WILKES-BARRE — Lena wants to tell a joke and her husband, Kevin, must suspect what’s coming, and how angry the two white women in the room are likely to be when they hear it, so he murmurs a cautionary, “Baby, don’t.”
“Don’t ‘baby’ me,” Lena snaps. “You’ve got three babies at home.”
So Lena, who is black, tells a crude joke, striking back after her would-be neighbor Steve, who is white, tells a cringe-worthy story about two men in a jail cell.
Before this especially tense part of the Pulitzer Prize-winning drama “Clybourne Park” is over, the characters onstage at Wilkes University’s Dorothy Dickson Darte Center will have managed to insult many groups, from gay people to assault victims to, of course, each other.
“They started out being nice,” director Jon Liebetrau said of the characters, whose nerves are frayed in 2009, when a yuppie white couple wants to move into a black neighborhood, tear down an old house and build another in its place.
That’s the premise in Act II of the play, which Wilkes University’s Theater Department will present Sept. 27 through Sept. 30.
The situation had been reversed, half a century earlier, in Act I. It was 1959 and Chicago’s Clybourne Park was a white neighborhood.
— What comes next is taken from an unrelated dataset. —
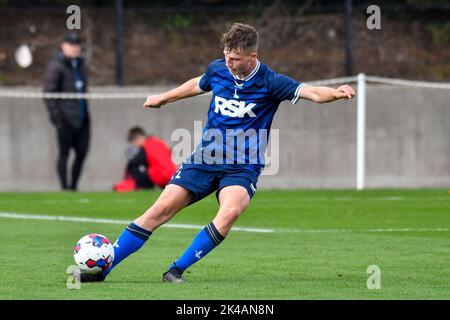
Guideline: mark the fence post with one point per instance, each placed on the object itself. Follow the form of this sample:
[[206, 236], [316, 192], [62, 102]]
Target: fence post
[[361, 131]]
Back then a white couple, grieving the loss of their son, were about to sell the same house to a black couple, not caring that their neighbors would see the sale as a kind of betrayal.
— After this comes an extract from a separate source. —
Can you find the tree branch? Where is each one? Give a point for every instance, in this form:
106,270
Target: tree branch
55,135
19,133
Russ and Bev don’t really care about pleasing their soon-to-be-former neighbors, said cast member Melissa Berardelli, of Dunmore, noting the neighbors ostracized the family after hearing rumors their son had killed civilians during the Korean Conflict.
“The play centers on class separation,” Liebetrau said, adding the divisions include race, gender, economics and whether a person is “able” or “disabled.”
“We’re hoping that it starts conversations, that people go home and talk about it,” cast member Josh Shepard, of Milford, said during a rehearsal break. “Everyone in the audience will find someone (in the show) they can identify with and say ‘that person’s the same as I am …’ “
” …’or someone I know,’ ” added cast member Alex Booth, of New Hampton, N.Y. “We want them to see other people’s point of view.”
Written by Bruce Norris, the play serves as both a prequel and sequel to Lorraine Hansberry’s “A Raisin in the Sun,” which tells the story of an African-American family getting ready to purchase their first home.
In “Clybourne Park,” Liebetrau said, the house is “a character in its own right.”
“In the second act it’s not so well-kempt,” the director said. “Windows are boarded up. There’s graffiti.”
“I get a feeling it hasn’t been lived in for a while,” Berardelli said.
Nevertheless the house has historic and emotional value for the black couple who protest the yuppie couple’s intention to demolish it and gentrify the neighborhood.
When a reporter asked the university-age thespians if any of them had done research for their roles by asking older family members what they remembered about a more segregated society, Shepard relayed a story that went back much further than 1959.
His great-uncle, now 96, told him about living in the deep South and fearing he was in danger from the Ku Klux Klan. When he was about 21, the great-uncle told his nephew, a friend of his was falsely accused of assaulting a white woman.
The friend hid under the basement of the great-uncle’s family for three days.
“Because of the association,” Shepard said, his great-uncle knew he could be killed, too, so he moved north, to New York.
The North of 75 years ago was a safer place for a young black man because the KKK wasn’t as active here as in the South but still, Shepard said, “he felt like an outsider. He felt like he was always going to be second-rate. “
“I’m grateful to him for telling me about that,” Shepard said after a pause. “I feel it’s my duty to tell that story to the next generation.”